Sonny Wiessen owns 12 of about 18 Southern Nevada "roll your own" stations - one in the Pahrump Nugget casino, one in Laughlin, one in Boulder City and several in Las Vegas. I spoke to Wiessen on Thursday.

"Effective 2 o'clock tomorrow (Friday) we're going to be closed down. He's gonna be signing the transportation bill. ... They don't want anyone to know they've gotten paid off by Big Tobacco," Wiessen asserts. "Phillip Morris couldn't win at the local level. We have 31 lawsuits against them around the country. We won in 29."

Actually, that lawsuit count proves a little hard to pin down, and Wiessen uses "won" to describe states where the stores were allowed to continue operating under an injunction against government enforcement while the lawsuits proceeded.

"So they went about it by the back door. The way the (new) law is written it says any roll-your-own machines - our machines or one you have in your own house - are illegal. When we talked to our attorneys last week, they said ... 'You have to have a federal license, or your fine could be $4,000 a carton, and you could get a year in jail."

The manufacturer has told individual franchisees they're on their own if they attempt to operate beyond 5 p.m. July 6, Wiessen says.

"It's government at its worst. My kids are going to be OK. I'm gonna lose about a million dollars on this. ... My machines now are basically good as really big boat anchors."

Wiessen has other business interests, and he says he knew going in that he faced a long-odds battle against both Big Tobacco and the convenience stores for the right to sell a product already demonized as a health destroyer.

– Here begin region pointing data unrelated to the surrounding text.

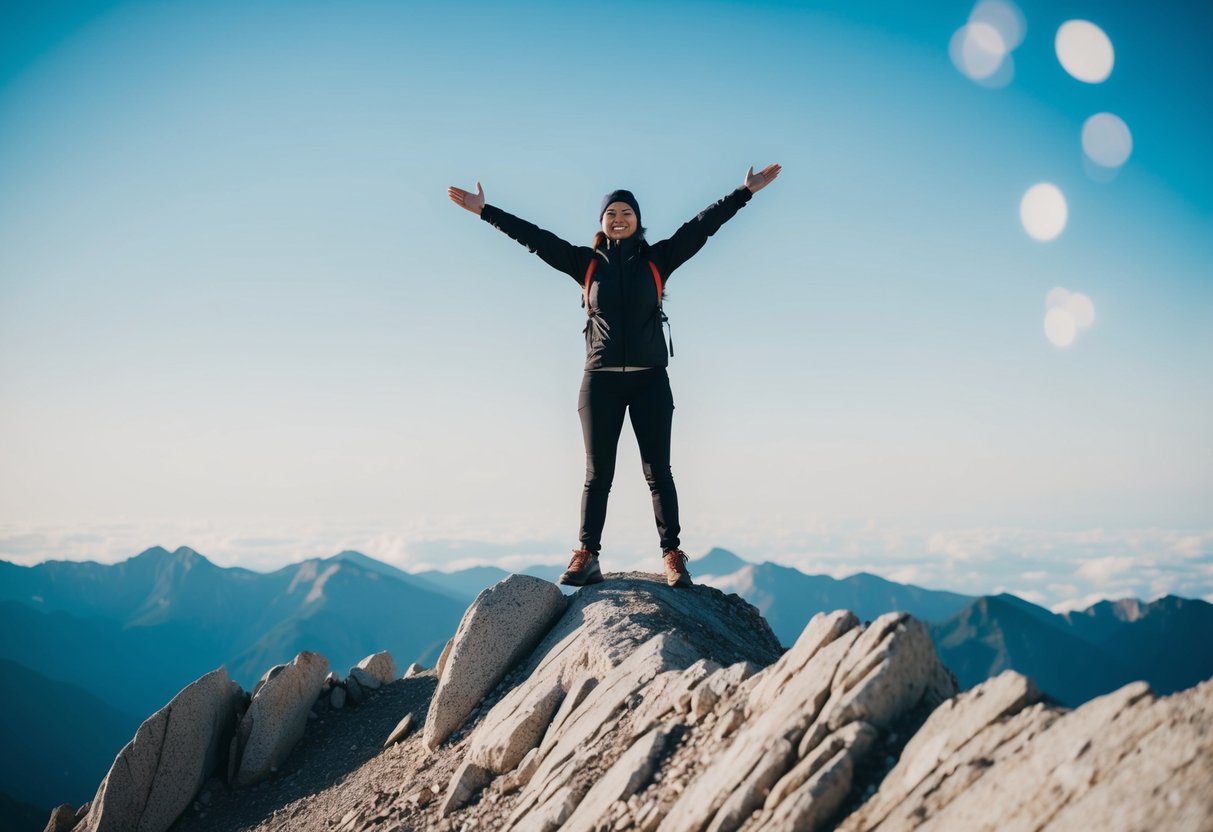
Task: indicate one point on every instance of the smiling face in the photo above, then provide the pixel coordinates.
(619, 221)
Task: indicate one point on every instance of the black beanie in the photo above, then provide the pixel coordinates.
(620, 197)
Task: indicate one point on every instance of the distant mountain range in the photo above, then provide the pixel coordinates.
(109, 644)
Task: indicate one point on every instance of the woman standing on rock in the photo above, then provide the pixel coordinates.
(622, 279)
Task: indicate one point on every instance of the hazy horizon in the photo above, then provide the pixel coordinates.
(238, 312)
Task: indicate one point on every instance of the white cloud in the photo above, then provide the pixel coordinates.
(1103, 570)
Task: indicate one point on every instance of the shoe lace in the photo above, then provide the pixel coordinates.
(676, 560)
(580, 559)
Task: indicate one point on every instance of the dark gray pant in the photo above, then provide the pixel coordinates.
(645, 395)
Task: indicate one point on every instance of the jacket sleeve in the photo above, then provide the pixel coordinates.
(690, 238)
(558, 254)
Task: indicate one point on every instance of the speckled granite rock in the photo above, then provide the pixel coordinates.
(155, 776)
(379, 666)
(501, 626)
(277, 717)
(994, 758)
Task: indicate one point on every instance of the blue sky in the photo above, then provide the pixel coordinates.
(237, 311)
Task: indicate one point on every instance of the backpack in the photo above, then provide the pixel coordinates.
(656, 280)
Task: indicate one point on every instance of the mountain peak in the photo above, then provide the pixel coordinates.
(181, 554)
(718, 562)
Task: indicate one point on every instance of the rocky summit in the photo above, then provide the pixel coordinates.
(636, 706)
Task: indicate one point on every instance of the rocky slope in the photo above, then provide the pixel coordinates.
(635, 706)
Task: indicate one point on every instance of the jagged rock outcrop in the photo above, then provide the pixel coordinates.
(275, 718)
(155, 776)
(375, 670)
(997, 758)
(659, 710)
(502, 625)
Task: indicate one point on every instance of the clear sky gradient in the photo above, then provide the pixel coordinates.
(238, 312)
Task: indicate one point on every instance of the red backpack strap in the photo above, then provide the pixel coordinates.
(656, 279)
(587, 283)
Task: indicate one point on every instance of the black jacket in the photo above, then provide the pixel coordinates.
(624, 328)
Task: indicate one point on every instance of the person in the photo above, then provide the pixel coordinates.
(622, 279)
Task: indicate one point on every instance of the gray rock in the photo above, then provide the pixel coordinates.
(267, 676)
(400, 730)
(502, 625)
(992, 759)
(379, 666)
(518, 727)
(157, 775)
(62, 819)
(621, 781)
(444, 656)
(277, 717)
(365, 681)
(814, 714)
(467, 780)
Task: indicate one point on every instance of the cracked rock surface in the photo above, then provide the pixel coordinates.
(651, 708)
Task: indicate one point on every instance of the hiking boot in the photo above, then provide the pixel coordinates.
(582, 569)
(676, 568)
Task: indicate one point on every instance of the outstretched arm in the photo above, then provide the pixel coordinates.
(690, 238)
(552, 250)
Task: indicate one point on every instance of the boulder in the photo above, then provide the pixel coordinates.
(502, 625)
(157, 775)
(379, 666)
(62, 819)
(400, 730)
(277, 717)
(996, 758)
(812, 719)
(365, 681)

The people he feels for, he says, are those of more modest means, who plowed big chunks of their retirement savings into opening stores in recent months.

"The stores get very busy. You put in 60K and you get it back in five months.

"Now they're gonna be on unemployment. There are 375 people like that right now (in Nevada), that we know of. On top of that you have probably about 10,000 unemployed people (nationwide). I have to go in (to the Pahrump Nugget) tomorrow, take 24 people and give them their last check ...

"Plus there's a local guy who ... put in a new (tobacco) warehouse, a guy with 10 guys working in a warehouse. ... This is gonna impact the unemployment numbers. ...

"They could have simply grandfathered in any stores that are already open," Wiessen says. "Our attorneys proposed that and told us that was turned down cold.

"I can't tell you how many addicted tobacco smokers have come to thank me, said now they can take their families out to dinner. We were saving a two-smoker family $50 a week. ...

"The problem is, we have no idea about enforcement. Is the ATF at the door that night to arrest us, or just to issue us a ticket? No one knows. So I would say probably 90 percent of them will close down."

They thought they could rely on the law staying the same. It gives some definition to all that loose talk about "uncertainty."

Care to invest in a small business, now? Are you sure?